On 11 March 2006, EU Foreign Ministers met with their colleagues from the Western Balkans.

This event was supposed to have been an opportunity to reaffirm the EU's commitment to the Western Balkan, countering growing anxiety in the region that its European prospects are slipping into the distant future.

Even before the summit began, however, it was clear that this opportunity would be missed.

Instead of a proper EU-Balkan Summit - as took place in 2000 in Zagreb and in 2003 in Thessaloniki - this was only an informal meeting. Instead of a Declaration, this produced only informal conclusions.

The conclusions themselves were decidedly disappointing in content - notable mainly for what they failed to say.

In Thessaloniki, the EU had noted the importance attached by the people of the region to achieving a more liberal visa regime. Now, all references to the goal of visa liberalisation have disappeared, in favour of a vague promise of visa "facilitation". It is now possible that potential candidates in the Balkans will be treated less generously than Russia.
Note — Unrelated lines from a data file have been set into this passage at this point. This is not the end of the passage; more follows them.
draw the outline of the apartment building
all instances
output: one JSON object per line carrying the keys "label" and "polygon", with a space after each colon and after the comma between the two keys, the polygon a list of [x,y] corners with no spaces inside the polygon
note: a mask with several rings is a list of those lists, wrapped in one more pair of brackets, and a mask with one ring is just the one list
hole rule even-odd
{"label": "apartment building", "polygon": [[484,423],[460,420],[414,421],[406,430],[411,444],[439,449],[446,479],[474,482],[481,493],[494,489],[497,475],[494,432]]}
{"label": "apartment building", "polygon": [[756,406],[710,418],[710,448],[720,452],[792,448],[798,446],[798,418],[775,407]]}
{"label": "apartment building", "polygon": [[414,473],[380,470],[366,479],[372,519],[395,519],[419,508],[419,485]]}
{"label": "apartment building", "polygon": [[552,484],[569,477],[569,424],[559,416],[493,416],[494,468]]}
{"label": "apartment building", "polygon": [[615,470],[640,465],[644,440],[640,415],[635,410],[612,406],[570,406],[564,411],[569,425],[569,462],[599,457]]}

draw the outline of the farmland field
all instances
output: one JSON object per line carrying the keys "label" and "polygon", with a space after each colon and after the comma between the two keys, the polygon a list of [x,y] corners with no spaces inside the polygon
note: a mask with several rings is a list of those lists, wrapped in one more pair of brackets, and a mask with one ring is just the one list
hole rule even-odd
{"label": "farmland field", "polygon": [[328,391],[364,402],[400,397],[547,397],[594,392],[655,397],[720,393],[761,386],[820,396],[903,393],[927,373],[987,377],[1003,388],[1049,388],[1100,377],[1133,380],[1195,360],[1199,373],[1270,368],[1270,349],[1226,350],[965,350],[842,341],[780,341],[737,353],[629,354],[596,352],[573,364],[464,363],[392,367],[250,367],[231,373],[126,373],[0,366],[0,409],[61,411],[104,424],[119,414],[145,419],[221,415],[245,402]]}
There is a risk that visa fees will in fact increase.

In place of a strong reaffirmation of the Thessaloniki promise of a "European destination" for the region, this pledge is now watered down by reference to an "internal European debate on the future of enlargement". For the first time, there is a reference to the EU's "absorption capacity" as a potential barrier to accession.

In its January 2006 paper, "The Western Balkans on the road to the EU", the Commission argued that "EU policies for the region should focus more on equitable and sustained economic development". But there was nothing in these conclusions as to how this vital agenda might translate into concrete action.

EC President Barroso and Enlargement Commissioner Rehn toured the Balkan region in February. While this sent an encouraging signal it needs to be backed by EU member states. Salzburg has done nothing to calm concerns across the Western Balkans that the EU is backsliding on its promises.

European Parliament

After the Salzburg meeting, a test of the EU's commitment towards the Western Balkans will be the regulation for IPA ("Instrument for Pre-Accession"), the EU's assistance tool for candidates and potential candidates.

Encouraging proposals have come from the European Parliament. The Foreign Affairs Committee suggested a series of amendments to the original IPA draft. These would strengthen the EU perspective of the region. They include the following:

  • (Recital 16a - new) Potential candidate countries and candidate countries who have not yet been accredited to manage funds in a decentralised manner should however be eligible, under the Transition Assistance and Institution Building component, for measures and actions of a similar nature to those which will be available under the Regional Development component, the Human Resource Development component and the Rural Development component.
  • (Recital 13) Assistance for potential Candidate Countries may include some alignment with the acquis communautaire, facilitating the formulation of EU-compatible provisional National Development Plans aiming to build institutional absorption capacity for future EU assistance, especially in the areas of rural, infrastructure and human resources development, as well as support for investment projects.